Channeling MacGyver, we ended up resorting to a good old artisanal fix, which involved hacking away at the plastic casing to pry it open then feeding the filament out through the entry point. For the price of CubePro, this seemingly innocuous issue wasted considerable amounts of time and profoundly shook the printer’s foundations as a user-friendly device.
3D Systems no longer produce the CubePro, but the company’s website maintains a host of documentation and instruction manuals as well as replacement parts for purchase. Phone or email support has seized, so any questions must be directed to enthusiast forums. The warranty is a standard one-year part and workmanship, with a no refund policy attached.

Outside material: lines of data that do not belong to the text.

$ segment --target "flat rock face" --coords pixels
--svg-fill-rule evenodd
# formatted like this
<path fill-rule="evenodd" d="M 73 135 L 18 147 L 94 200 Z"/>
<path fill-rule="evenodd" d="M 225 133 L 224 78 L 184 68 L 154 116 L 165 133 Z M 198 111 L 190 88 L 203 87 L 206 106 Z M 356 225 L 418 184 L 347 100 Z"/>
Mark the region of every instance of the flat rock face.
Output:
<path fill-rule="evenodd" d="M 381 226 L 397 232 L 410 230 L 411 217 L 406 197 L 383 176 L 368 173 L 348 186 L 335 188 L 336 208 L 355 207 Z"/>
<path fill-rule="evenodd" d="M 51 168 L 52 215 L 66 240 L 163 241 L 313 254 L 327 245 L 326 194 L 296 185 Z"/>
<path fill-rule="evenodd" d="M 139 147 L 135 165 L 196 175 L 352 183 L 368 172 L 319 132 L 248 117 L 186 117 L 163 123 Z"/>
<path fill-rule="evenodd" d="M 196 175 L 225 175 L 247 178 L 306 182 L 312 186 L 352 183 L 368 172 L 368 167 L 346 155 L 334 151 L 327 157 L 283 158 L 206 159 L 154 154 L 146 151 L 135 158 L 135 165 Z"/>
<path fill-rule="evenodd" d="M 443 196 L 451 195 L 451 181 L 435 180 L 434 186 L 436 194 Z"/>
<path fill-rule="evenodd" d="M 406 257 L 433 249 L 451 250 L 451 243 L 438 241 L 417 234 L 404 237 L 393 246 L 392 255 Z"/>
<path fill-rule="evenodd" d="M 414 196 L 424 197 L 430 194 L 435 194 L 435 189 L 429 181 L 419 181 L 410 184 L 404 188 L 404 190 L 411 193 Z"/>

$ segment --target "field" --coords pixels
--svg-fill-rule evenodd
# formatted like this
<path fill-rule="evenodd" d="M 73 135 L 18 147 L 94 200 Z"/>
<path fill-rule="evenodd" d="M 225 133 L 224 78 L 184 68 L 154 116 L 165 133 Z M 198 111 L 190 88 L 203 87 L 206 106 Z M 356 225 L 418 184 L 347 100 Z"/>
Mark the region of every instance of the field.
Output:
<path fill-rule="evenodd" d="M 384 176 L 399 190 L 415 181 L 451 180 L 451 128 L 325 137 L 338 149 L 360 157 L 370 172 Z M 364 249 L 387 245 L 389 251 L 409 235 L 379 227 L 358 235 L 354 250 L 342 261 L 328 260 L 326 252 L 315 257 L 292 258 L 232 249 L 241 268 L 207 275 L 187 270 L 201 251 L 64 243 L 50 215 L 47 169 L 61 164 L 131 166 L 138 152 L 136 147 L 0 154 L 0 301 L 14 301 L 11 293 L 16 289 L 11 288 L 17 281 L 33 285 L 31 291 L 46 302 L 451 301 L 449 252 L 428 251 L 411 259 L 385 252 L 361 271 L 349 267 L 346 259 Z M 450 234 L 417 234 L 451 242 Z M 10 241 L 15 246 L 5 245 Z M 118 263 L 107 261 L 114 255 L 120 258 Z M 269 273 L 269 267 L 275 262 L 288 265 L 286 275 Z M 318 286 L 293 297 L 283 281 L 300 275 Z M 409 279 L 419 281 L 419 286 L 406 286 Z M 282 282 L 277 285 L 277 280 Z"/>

We see the CubePro as sitting halfway between printers aimed at the home hobbyist market and professional models geared towards companies for precision prototyping. In this neither-here-nor-there limbo is where we possibly find the biggest flaw of the CubePro: it is too pricey for an entry-level model and too devoid of functions to be beneficial in a professional context, stuck in a kind of no man’s land.
It didn’t impress; it didn’t disappoint. It was lackluster without giving us the inspirational bug to print furiously because of the sheer joy of using the printer. We see it a perfect printer for fledgling companies that need a decent, reliable prototyping printer that isn’t as pricey as professional equivalents.